Usually a Black Jack table houses a dealer (dealer, in the form of the dealer) and 1 to 7 players depending on the variant you play. In live-action Black Jack tables, tables typically include 1 to 6 players. In order to participate in a hand, the player places his bet as long as he receives the cards. Once this mandatory initial bet is placed, each player receives two cards uncovered, while the dealer shows a discovery and a blanket (this will only be shown at the dealer’s turn of play). The player’s goal in the Black Jack is to get the score of 21 or as close to it as possible.


But how do you calculate the Black Jack scores? Well, we have to take these values into account: the Ace is equal to 1 or 11; the figures are worth 10, all other cards are worth their face value (e.g. 5 to 5). If you get an Ace plus a figure, this is equivalent to the score of “Black Jack”, equal to 21 with only two cards. In case the player does not get a good score with the first two cards received, the card can call “hit”, that is, receive another card from the dealer. Each player (excluding the dealer) can receive as many cards as they want, until a score is higher than their expectations. In the Black Jack, if you exceed the score by 21 you get “bust” or get high and you are eliminated from the game losing your bet. As for the dealer, however, this can not receive as many cards as it wants but must comply with the pre-established rules. The Black Jack desk must ask for another card (hit) if its score is less than or equal to 16, and must stop if the total of the first two cards is 17 or greater. Some variants of the Black Jack stipulate that with the soft 17 (Ace plus a card that is not figure), the dealer can receive another card (this is mostly a disadvantage for the player). In the Black Jack game participants can enjoy some special options that we present below.


If the Black Jack player gets a score between 9 and 15 points with the first two cards, he can double the bet, but he or she can receive only one more card. For example, if I get 9 and 3, I get a score of 12 and I can call “double” and double my bet but commit to receiving only one more card.
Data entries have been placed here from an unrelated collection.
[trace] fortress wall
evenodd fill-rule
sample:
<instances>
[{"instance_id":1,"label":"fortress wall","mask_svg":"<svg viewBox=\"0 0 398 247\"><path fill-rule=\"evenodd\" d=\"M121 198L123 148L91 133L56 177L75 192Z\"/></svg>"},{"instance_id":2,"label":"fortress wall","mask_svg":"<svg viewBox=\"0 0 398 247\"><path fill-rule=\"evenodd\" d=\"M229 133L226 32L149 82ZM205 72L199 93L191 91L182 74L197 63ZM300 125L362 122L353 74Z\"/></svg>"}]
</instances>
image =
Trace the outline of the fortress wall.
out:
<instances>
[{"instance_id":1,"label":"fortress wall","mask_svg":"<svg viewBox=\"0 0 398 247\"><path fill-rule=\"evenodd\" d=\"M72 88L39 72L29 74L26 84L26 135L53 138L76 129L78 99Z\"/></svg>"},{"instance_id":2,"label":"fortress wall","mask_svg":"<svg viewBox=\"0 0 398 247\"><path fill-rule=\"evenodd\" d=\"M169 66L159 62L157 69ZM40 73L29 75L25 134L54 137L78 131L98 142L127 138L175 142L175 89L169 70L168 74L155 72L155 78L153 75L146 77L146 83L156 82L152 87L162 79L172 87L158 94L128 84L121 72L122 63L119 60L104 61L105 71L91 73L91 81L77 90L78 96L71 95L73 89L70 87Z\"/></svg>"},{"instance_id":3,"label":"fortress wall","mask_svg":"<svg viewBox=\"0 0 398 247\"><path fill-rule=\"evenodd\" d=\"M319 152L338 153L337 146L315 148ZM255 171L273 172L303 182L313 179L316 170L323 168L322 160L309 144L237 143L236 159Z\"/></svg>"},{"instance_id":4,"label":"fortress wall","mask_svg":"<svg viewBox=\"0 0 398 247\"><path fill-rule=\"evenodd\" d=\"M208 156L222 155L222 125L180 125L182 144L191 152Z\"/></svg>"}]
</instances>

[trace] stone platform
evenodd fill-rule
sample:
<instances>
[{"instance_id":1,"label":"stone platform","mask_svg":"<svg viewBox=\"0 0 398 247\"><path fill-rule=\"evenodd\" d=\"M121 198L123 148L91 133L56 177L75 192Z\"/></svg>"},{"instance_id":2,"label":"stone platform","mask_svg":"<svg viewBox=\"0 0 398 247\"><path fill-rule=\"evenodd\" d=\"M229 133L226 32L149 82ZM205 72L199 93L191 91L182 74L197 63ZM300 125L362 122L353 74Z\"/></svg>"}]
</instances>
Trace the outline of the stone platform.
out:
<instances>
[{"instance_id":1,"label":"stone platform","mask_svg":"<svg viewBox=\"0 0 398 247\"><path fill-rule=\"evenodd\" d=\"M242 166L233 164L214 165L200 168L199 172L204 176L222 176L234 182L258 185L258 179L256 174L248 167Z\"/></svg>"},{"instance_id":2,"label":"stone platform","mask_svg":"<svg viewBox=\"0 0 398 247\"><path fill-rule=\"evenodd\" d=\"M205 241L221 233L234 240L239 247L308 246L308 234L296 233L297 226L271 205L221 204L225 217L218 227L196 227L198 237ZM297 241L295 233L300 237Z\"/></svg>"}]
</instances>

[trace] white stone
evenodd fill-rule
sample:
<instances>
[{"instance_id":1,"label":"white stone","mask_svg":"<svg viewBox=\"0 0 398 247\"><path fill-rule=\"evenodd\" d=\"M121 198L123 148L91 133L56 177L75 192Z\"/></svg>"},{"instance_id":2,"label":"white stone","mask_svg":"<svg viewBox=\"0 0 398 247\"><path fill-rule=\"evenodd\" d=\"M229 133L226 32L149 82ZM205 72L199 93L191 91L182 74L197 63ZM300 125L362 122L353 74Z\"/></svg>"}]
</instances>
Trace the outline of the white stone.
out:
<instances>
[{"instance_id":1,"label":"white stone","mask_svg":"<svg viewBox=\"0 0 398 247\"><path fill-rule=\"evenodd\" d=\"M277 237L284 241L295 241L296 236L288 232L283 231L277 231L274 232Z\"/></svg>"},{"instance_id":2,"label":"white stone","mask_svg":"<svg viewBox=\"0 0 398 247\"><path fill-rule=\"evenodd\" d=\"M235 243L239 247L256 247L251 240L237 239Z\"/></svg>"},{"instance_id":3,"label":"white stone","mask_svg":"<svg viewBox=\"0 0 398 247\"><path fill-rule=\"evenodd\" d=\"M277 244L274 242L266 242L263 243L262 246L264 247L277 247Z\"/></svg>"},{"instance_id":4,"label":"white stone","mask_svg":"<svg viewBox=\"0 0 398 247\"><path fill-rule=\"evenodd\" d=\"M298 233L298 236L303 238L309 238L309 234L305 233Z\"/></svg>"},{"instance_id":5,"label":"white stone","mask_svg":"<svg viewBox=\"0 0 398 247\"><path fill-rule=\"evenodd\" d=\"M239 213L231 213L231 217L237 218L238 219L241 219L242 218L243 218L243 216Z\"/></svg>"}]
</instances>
In the Black Jack, the split is a division. If in the first phase of the game (when you receive the two cards discovered) you receive two equal cards, they can be divided into two different and parallel games. Basically, by calling the split the Black Jack player can separate the cards and make a second bet equal to the first and proceed the game as if playing for two.


This rule is used to defend against the black Jack of the bench. In practice, whenever the dealer’s face card shows an Ace, each player can claim insurance by paying half of their bet. If the dealer shows the Black Jack (for example, by discovering a figure), the player wins twice the amount paid for insurance. Otherwise, if the dealer does not get Black Jack, the player will lose insurance.